Sunday, July 4, 2021

The American Creed

 From Archbishop José H. Gomez at  Angelus:

I am still struck at how the Catholic beginnings of this country are ignored in the telling of American history, even in otherwise excellent books. As I pointed out in my own 2013 book, “Immigration and the Next America,” such histories are not wrong, but they are incomplete. History is what holds us together as one nation. How we remember our past shapes how we understand where we are at in the present, and helps define our meaning and purpose as a people. We are in a period of deep division in our country. Not surprisingly, our anxieties about the present are playing out in fierce debates — in school boards, legislatures, and the media — over the meaning of American history and how to tell our national story.

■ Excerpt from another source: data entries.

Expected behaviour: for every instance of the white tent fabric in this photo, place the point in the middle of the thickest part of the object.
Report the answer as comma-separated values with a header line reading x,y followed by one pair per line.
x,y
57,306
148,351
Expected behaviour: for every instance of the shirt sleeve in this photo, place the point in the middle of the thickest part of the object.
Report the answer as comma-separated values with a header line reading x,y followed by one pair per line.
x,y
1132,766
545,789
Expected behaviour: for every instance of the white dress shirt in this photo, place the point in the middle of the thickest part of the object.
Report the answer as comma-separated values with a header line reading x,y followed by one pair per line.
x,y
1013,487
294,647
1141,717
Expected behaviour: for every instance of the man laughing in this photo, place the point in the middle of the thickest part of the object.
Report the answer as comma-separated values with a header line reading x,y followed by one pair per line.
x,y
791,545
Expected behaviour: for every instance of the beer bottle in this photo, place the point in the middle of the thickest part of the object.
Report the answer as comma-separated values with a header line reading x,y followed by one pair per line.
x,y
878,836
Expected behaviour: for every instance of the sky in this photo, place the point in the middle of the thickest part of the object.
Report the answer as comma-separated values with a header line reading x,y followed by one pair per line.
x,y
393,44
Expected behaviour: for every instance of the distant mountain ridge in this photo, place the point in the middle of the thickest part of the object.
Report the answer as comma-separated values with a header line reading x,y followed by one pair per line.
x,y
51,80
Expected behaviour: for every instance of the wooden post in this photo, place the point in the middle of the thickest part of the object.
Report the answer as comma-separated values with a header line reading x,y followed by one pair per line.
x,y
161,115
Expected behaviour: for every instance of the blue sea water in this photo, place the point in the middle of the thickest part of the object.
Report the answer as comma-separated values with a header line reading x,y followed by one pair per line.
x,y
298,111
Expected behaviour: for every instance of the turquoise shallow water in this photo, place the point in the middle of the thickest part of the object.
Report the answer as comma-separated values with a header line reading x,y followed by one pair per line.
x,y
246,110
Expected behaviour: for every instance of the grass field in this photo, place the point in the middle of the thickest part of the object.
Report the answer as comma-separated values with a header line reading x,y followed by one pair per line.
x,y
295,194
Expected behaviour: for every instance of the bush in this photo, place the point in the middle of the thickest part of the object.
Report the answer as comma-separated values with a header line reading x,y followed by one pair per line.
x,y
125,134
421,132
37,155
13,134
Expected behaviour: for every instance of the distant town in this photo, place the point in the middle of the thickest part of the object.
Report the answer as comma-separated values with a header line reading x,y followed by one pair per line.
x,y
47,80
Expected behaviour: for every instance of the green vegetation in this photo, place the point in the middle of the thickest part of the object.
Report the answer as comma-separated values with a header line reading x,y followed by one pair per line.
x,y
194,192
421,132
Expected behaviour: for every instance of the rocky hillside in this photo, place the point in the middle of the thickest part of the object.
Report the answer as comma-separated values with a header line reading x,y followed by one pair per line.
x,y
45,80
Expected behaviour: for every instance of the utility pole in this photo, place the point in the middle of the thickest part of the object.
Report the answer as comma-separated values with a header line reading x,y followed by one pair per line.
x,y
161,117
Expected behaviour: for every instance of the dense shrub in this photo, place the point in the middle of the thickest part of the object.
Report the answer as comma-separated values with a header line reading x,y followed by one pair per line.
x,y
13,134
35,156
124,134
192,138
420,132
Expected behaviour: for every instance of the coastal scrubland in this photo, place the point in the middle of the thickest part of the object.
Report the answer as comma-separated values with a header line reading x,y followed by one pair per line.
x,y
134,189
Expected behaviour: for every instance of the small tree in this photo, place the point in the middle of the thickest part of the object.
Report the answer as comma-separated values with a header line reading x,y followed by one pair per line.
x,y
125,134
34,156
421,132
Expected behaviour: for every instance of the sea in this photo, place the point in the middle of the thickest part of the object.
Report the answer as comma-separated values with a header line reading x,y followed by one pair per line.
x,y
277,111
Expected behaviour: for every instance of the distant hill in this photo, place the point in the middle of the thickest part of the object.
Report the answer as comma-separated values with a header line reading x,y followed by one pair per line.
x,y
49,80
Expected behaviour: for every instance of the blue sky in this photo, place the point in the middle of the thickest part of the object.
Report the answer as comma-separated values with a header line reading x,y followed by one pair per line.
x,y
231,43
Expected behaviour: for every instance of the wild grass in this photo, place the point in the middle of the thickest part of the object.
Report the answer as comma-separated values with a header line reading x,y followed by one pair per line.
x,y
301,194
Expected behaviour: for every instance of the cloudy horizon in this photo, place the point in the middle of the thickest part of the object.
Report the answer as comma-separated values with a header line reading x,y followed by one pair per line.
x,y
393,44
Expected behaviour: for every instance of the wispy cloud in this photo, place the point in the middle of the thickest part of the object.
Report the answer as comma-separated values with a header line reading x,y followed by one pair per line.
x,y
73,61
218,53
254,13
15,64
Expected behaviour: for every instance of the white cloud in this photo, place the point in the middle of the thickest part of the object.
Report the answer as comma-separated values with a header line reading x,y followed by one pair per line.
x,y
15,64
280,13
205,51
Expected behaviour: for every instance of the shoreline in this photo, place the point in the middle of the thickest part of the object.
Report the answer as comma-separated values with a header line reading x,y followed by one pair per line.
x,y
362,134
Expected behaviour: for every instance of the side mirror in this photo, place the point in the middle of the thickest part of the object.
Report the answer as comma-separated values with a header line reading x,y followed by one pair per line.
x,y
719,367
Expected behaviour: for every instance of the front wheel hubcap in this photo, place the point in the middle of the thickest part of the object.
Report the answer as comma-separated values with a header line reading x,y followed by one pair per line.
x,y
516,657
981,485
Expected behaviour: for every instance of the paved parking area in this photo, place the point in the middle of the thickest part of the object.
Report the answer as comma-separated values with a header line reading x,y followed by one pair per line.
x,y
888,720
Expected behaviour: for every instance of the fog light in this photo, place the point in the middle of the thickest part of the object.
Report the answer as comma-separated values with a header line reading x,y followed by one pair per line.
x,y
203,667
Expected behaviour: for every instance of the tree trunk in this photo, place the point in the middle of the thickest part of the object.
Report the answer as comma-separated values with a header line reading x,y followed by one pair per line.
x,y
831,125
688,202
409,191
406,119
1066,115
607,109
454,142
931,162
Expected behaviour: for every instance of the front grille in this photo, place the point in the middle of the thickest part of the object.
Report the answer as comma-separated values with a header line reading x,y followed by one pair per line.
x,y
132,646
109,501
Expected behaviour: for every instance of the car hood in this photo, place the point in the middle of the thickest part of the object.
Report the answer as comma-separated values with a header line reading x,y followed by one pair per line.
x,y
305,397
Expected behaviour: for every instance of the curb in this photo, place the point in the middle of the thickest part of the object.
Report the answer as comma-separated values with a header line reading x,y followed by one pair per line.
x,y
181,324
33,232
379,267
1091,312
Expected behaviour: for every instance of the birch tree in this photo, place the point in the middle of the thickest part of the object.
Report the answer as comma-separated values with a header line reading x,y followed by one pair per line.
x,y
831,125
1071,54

Recovering the story of America’s “other” founding — which occurred more than a century before the Mayflower, Madison, and Jefferson — can help us see beyond our present polarization. Beginning in the 1500s, missionaries from Spain were proclaiming the love of Jesus Christ to indigenous peoples from present-day Georgia and Florida to Texas and lower California. French missionaries were consecrating the lands from the Great Lakes to the Gulf of Mexico to the Virgin Mary. (Read more.)

1 comment:

julygirl said...

The failure of the Catholics who explored this Country to make any outstanding mark in the history books is that they did not create any serious colonization. A few cities around the Country such as, San Antonio Santa Fe and St.Augustine for example, bare the trappings of their early Spanish heritage, and one could say the same thing about the French presence and influence being overlooked. But we all know who wrote the history books from which the every day student in public education derive their history, it was not the Catholics.